Opn. No.

Hon. Sebastian P. Occhino Town Attorney, Rotterdam

This is in response to your letter (and memoranda from the Chief of Police and Lt. Fabian), wherein certain questions are raised concerning L 1978, ch 30 and L 1978, ch 31.

The two aforementioned acts amend the Labor Law by adding Article 20-B thereto, entitled "Psychological Stress Evaluators and Employment." The acts were approved on March 27, 1978, and will take effect on hundred eighty days later, i.e., September 23, 1978.

In his memo, Lt. Fabian states that there appear to be ambiguities when interpreting the law relative to use of the psychological stress evaluator (PSE) by police departments. He notes that while the intent of the law appears to be to prohibit use of the PSE in employment and pre-employment contexts, Labor Law, Article 20-B, does not exclude police agencies from the prohibitions against use.
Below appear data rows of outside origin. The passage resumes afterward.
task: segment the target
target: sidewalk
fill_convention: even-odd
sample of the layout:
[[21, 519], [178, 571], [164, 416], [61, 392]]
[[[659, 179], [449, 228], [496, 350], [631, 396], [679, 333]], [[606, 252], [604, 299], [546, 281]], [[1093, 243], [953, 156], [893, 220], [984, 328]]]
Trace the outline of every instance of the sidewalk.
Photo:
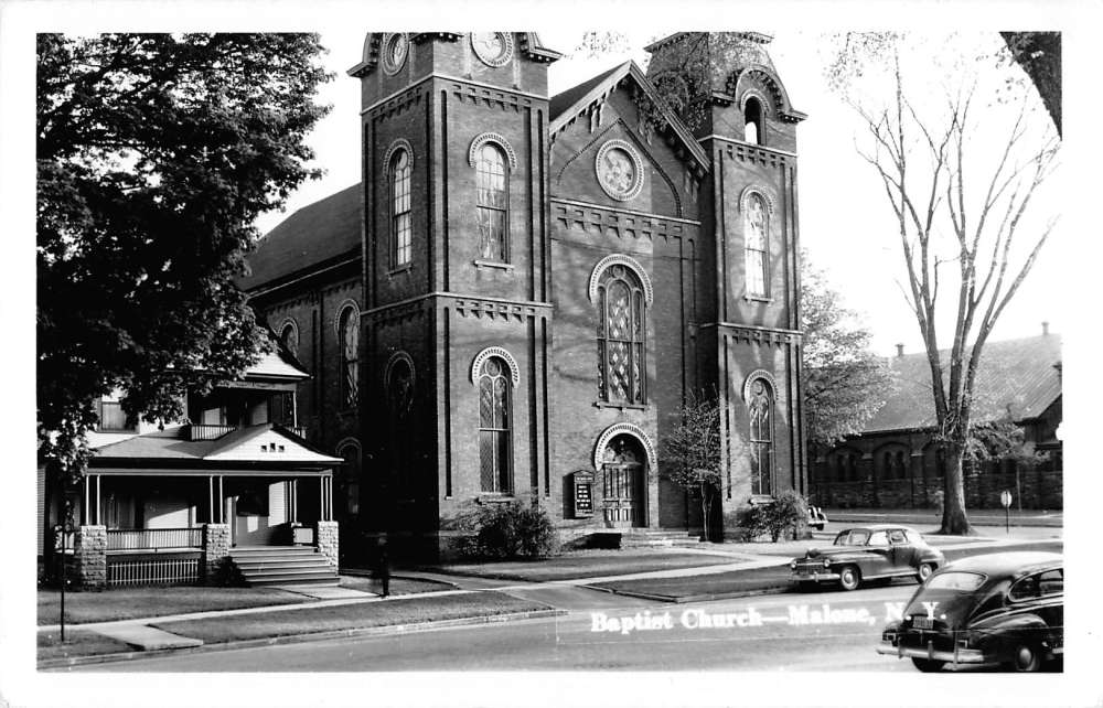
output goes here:
[[[345, 597], [317, 599], [293, 604], [189, 612], [156, 618], [128, 619], [75, 625], [79, 633], [110, 637], [86, 641], [89, 656], [40, 658], [40, 668], [76, 666], [82, 663], [119, 661], [140, 654], [119, 652], [129, 645], [144, 651], [208, 651], [257, 643], [301, 642], [357, 634], [397, 634], [439, 626], [512, 621], [553, 614], [583, 612], [599, 601], [596, 591], [638, 601], [690, 602], [732, 597], [786, 592], [791, 589], [789, 561], [797, 548], [829, 543], [833, 534], [820, 533], [808, 541], [786, 544], [724, 544], [702, 551], [716, 557], [709, 565], [654, 569], [654, 559], [639, 554], [633, 572], [620, 551], [615, 561], [581, 564], [591, 575], [540, 579], [501, 579], [445, 573], [432, 570], [403, 571], [415, 580], [443, 581], [454, 589], [416, 596], [379, 598], [373, 593], [344, 591]], [[950, 538], [942, 550], [985, 550], [1030, 546], [1052, 540], [1014, 538]], [[803, 553], [800, 550], [799, 553]], [[693, 554], [698, 560], [706, 554]], [[518, 564], [524, 567], [524, 564]], [[610, 575], [608, 570], [615, 571]], [[597, 570], [597, 572], [592, 572]], [[658, 588], [661, 592], [655, 592]], [[322, 593], [319, 593], [322, 594]], [[606, 597], [610, 597], [606, 594]], [[40, 627], [40, 636], [56, 632], [56, 625]], [[75, 648], [78, 648], [77, 643]], [[214, 645], [214, 646], [212, 646]], [[182, 647], [182, 648], [176, 648]], [[40, 650], [40, 656], [42, 652]]]

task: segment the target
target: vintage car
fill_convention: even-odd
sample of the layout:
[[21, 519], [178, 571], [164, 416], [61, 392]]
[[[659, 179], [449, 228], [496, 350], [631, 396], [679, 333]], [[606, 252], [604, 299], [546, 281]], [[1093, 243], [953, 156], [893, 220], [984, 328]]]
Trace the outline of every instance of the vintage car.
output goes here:
[[855, 590], [865, 580], [902, 576], [923, 582], [944, 564], [942, 553], [928, 546], [914, 528], [871, 524], [839, 532], [829, 548], [812, 548], [789, 567], [802, 588], [837, 581], [844, 590]]
[[1048, 553], [954, 561], [885, 627], [880, 654], [911, 657], [921, 672], [946, 664], [1002, 664], [1034, 672], [1064, 654], [1064, 562]]

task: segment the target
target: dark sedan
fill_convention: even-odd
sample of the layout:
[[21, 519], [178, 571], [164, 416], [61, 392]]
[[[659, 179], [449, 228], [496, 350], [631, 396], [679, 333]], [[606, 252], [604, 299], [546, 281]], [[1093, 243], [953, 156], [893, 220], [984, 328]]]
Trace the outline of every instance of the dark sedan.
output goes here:
[[1038, 671], [1064, 654], [1064, 561], [1047, 553], [955, 561], [915, 592], [877, 651], [911, 657], [922, 672], [946, 664]]
[[865, 580], [913, 576], [923, 582], [944, 564], [942, 551], [928, 546], [914, 528], [871, 524], [839, 532], [829, 548], [812, 548], [789, 567], [802, 588], [833, 581], [856, 590]]

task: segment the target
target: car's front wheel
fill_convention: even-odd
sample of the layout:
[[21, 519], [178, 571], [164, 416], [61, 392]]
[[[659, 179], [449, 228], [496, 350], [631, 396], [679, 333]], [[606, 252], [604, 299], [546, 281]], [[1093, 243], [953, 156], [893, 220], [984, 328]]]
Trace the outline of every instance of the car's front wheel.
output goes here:
[[929, 674], [931, 672], [941, 672], [942, 667], [946, 665], [945, 662], [940, 662], [934, 658], [920, 658], [918, 656], [911, 657], [911, 663], [915, 665], [915, 668]]
[[1011, 656], [1011, 668], [1017, 672], [1036, 672], [1041, 668], [1041, 653], [1034, 644], [1019, 644]]
[[844, 566], [838, 571], [838, 584], [844, 590], [857, 590], [861, 584], [861, 571], [855, 566]]

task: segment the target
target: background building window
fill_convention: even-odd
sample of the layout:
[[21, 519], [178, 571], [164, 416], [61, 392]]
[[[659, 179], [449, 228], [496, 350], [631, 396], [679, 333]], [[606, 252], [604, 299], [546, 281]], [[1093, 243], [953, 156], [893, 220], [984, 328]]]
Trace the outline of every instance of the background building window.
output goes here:
[[399, 268], [413, 258], [410, 224], [410, 155], [398, 150], [390, 159], [390, 265]]
[[492, 356], [479, 372], [479, 459], [482, 491], [508, 494], [512, 458], [510, 426], [510, 371]]
[[360, 393], [358, 320], [355, 308], [341, 312], [341, 401], [346, 408], [356, 405]]
[[773, 493], [773, 390], [759, 378], [747, 401], [751, 421], [751, 494]]
[[598, 391], [609, 403], [644, 404], [646, 300], [631, 268], [615, 264], [598, 285]]
[[99, 399], [99, 426], [97, 430], [101, 432], [133, 432], [138, 429], [136, 425], [127, 422], [127, 415], [122, 411], [120, 398], [121, 396], [116, 391]]
[[475, 163], [479, 254], [486, 260], [504, 262], [510, 259], [508, 184], [505, 154], [497, 146], [488, 142], [479, 150]]
[[283, 325], [283, 330], [279, 333], [279, 341], [291, 353], [291, 356], [299, 357], [299, 331], [293, 322]]
[[769, 261], [767, 245], [769, 239], [769, 212], [761, 194], [750, 194], [747, 199], [746, 246], [747, 294], [757, 298], [770, 296]]

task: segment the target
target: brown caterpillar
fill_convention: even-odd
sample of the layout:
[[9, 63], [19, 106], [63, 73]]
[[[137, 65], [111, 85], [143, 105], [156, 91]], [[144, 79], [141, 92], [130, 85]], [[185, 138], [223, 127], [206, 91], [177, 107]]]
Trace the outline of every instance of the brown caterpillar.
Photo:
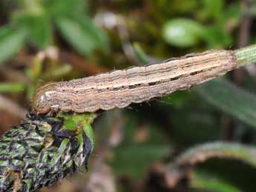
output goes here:
[[36, 91], [32, 109], [35, 113], [45, 113], [50, 110], [83, 113], [122, 108], [132, 102], [188, 89], [223, 75], [237, 65], [234, 51], [211, 50], [145, 67], [50, 82]]

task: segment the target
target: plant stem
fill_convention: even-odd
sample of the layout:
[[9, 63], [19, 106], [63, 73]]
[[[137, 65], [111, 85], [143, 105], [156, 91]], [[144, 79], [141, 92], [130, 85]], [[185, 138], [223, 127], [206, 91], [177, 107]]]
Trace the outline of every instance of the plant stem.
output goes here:
[[235, 55], [238, 67], [256, 63], [256, 44], [237, 50]]

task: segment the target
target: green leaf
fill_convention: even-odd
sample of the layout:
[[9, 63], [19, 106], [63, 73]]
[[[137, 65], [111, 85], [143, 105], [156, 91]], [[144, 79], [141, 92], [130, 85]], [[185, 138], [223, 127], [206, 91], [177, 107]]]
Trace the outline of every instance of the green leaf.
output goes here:
[[40, 49], [52, 44], [53, 31], [50, 19], [41, 10], [38, 13], [22, 12], [13, 17], [13, 21], [27, 29], [28, 40]]
[[1, 93], [16, 93], [22, 92], [26, 88], [24, 83], [19, 82], [10, 82], [10, 83], [0, 83]]
[[188, 19], [174, 19], [167, 21], [163, 28], [163, 36], [168, 44], [180, 47], [191, 47], [201, 39], [203, 27]]
[[213, 49], [226, 48], [232, 44], [232, 38], [223, 29], [214, 25], [206, 28], [203, 38], [209, 47]]
[[90, 19], [57, 19], [57, 25], [67, 41], [81, 54], [90, 55], [96, 48], [108, 48], [106, 36]]
[[53, 18], [84, 16], [88, 13], [85, 0], [44, 0], [42, 5]]
[[256, 128], [256, 96], [224, 79], [203, 84], [194, 90], [225, 113]]
[[16, 53], [24, 45], [27, 31], [6, 26], [0, 28], [0, 64]]
[[223, 18], [223, 9], [225, 1], [223, 0], [202, 0], [204, 5], [204, 11], [212, 16], [217, 21], [221, 21]]
[[[137, 179], [145, 175], [153, 162], [157, 162], [171, 151], [172, 145], [165, 135], [152, 126], [145, 128], [148, 136], [138, 142], [134, 138], [138, 125], [134, 116], [130, 117], [124, 128], [122, 143], [113, 150], [114, 158], [109, 162], [117, 175], [128, 175]], [[144, 132], [145, 133], [145, 132]]]
[[235, 186], [209, 173], [196, 171], [191, 177], [190, 185], [193, 188], [209, 190], [214, 192], [242, 192]]

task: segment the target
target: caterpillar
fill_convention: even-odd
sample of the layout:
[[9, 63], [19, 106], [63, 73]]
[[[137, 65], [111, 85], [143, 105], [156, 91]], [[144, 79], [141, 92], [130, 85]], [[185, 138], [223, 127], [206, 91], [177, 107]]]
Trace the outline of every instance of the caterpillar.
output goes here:
[[209, 50], [38, 88], [32, 110], [77, 113], [122, 108], [209, 81], [237, 67], [235, 52]]

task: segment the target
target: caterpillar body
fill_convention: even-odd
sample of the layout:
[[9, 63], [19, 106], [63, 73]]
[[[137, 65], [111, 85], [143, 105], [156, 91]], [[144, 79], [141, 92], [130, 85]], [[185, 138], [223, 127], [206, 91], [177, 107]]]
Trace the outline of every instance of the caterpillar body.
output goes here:
[[50, 82], [35, 93], [32, 109], [95, 112], [122, 108], [225, 74], [237, 66], [232, 50], [210, 50], [144, 67], [134, 67], [68, 82]]

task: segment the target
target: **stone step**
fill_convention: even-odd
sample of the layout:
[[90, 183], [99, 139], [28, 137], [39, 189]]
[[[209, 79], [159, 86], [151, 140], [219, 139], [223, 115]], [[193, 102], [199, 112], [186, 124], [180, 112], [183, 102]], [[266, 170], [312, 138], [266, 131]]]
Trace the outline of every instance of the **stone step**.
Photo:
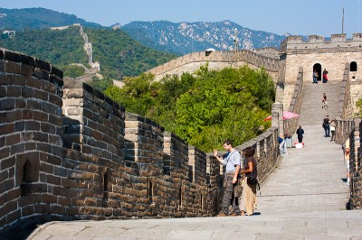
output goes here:
[[[338, 115], [340, 84], [305, 84], [303, 88], [300, 117], [298, 124], [319, 125], [326, 115], [333, 119]], [[328, 109], [322, 109], [322, 96], [326, 93]]]

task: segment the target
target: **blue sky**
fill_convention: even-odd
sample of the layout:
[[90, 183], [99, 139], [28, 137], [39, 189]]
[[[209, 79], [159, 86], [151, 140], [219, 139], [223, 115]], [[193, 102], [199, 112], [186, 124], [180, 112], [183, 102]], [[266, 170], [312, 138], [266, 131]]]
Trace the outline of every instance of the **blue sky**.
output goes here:
[[0, 0], [3, 8], [44, 7], [105, 26], [131, 21], [220, 22], [277, 34], [361, 32], [362, 0]]

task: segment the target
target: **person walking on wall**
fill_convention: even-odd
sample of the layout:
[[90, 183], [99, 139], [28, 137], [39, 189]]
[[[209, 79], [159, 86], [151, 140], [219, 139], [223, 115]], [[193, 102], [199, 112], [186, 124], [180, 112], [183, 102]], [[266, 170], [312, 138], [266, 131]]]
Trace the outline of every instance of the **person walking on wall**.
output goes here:
[[304, 130], [301, 128], [301, 125], [300, 125], [297, 129], [297, 132], [295, 132], [298, 136], [298, 142], [299, 143], [303, 143], [303, 134], [304, 134]]
[[346, 180], [346, 184], [349, 185], [349, 181], [350, 181], [350, 178], [349, 178], [349, 153], [350, 153], [349, 138], [348, 138], [346, 143], [345, 143], [344, 152], [345, 152], [344, 155], [345, 155], [346, 167], [347, 167], [347, 180]]
[[241, 174], [245, 174], [243, 179], [242, 187], [243, 193], [239, 198], [239, 208], [242, 211], [242, 216], [245, 213], [248, 216], [252, 215], [253, 209], [256, 208], [256, 185], [258, 184], [258, 171], [256, 160], [253, 157], [255, 148], [248, 147], [244, 150], [245, 161], [243, 163], [243, 170], [240, 171]]
[[323, 83], [327, 83], [328, 82], [328, 70], [326, 70], [326, 69], [324, 69], [323, 70], [323, 74], [322, 74], [322, 82]]
[[330, 134], [332, 136], [330, 137], [330, 142], [333, 142], [336, 140], [336, 121], [333, 119], [330, 124]]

He also asks whether policemen are agents of taxpayer-employers, and thus prohibited from using the PSE to conduct investigations of crimes.

The main prohibitions of PSE use in Article 20-B of the Labor Law are contained in sections 734(1) and 735(1), which provide respectively:

"§ 734. Practitioner limitations. 1. It shall be unlawful for any individual to knowingly administer or participate in the administration of a psychological stress evaluator examination of an employee or prospective employee as defined in section seven hundred thirty-three of this chapter."

"§ 735. Employer limitations. 1. No employer or his agent shall require, request, suggest or knowingly permit any employee or prospective employee of such employer to submit to a psychological stress evaluator examination and no employer shall administer or utilize the results of such test within or without the state of New York for any reason whatsoever."

However, the scope of Article 20-B is specifically limited by Labor Law, § 739, which provides:

"Applicability of article. This article shall only apply to employee and employer relations" (emphasis supplied).

A policeman is not engaged in employer and employee relations when he is engaged in a criminal investigation, and it is our opinion that he would not be in violation of the law if he were to conduct a psychological stress evaluator examination during the course of a criminal investigation.

Normally, agency is the relationship which results from the manifestation of a consent by one person to another that the other shall act on his behalf and subject to his control, and consent by the other so to act.Brilliant v. Raidy, 189 Misc. 651 [Municipal Ct of the City of New York, 1947]. The word "agency" imports the contemporaneous existence of a principal, for whom he is acting and there is no agency unless one is acting for and in behalf of another. 2 N Y Jur, Agency, § 2, p 194. A policeman is not subject to the direct authority or control of an individual taxpayer, and, accordingly, one of the fundamental elements of agency is lacking.

The United States Supreme Court concisely summed up the situation inGardner v. Broderick, 392 U.S. 273, 277-278 [1967], stating that a police officer:

"is directly, immediately, and entirely responsible to the city or State which is his employer. He owes his entire loyalty to it. He has no other `client' or principal. He is a trustee of the public interest, bearing the burden of great and total responsibility to his public employer. * * * [T]he policeman is either responsible to the State or to no one."

The fact that an employer pays taxes for police services does not make a policeman an agent of the particular taxpayer, as Lt. Fabian suggests, and it is our opinion that a policeman would not be in violation of Labor Law, § 735 (1), if he were to use a PSE to conduct an investigation of a crime.

From all of the foregoing, we conclude that (1) The prohibitions in Labor Law, Article 20-B, apply only to employee and employer relations; (2) A policeman is not an agent of any particular taxpayer, and (3) A policeman would not be in violation of Labor Law, Article 20-B, if he were to conduct a psychological stress evaluator examination during the course of a criminal investigation.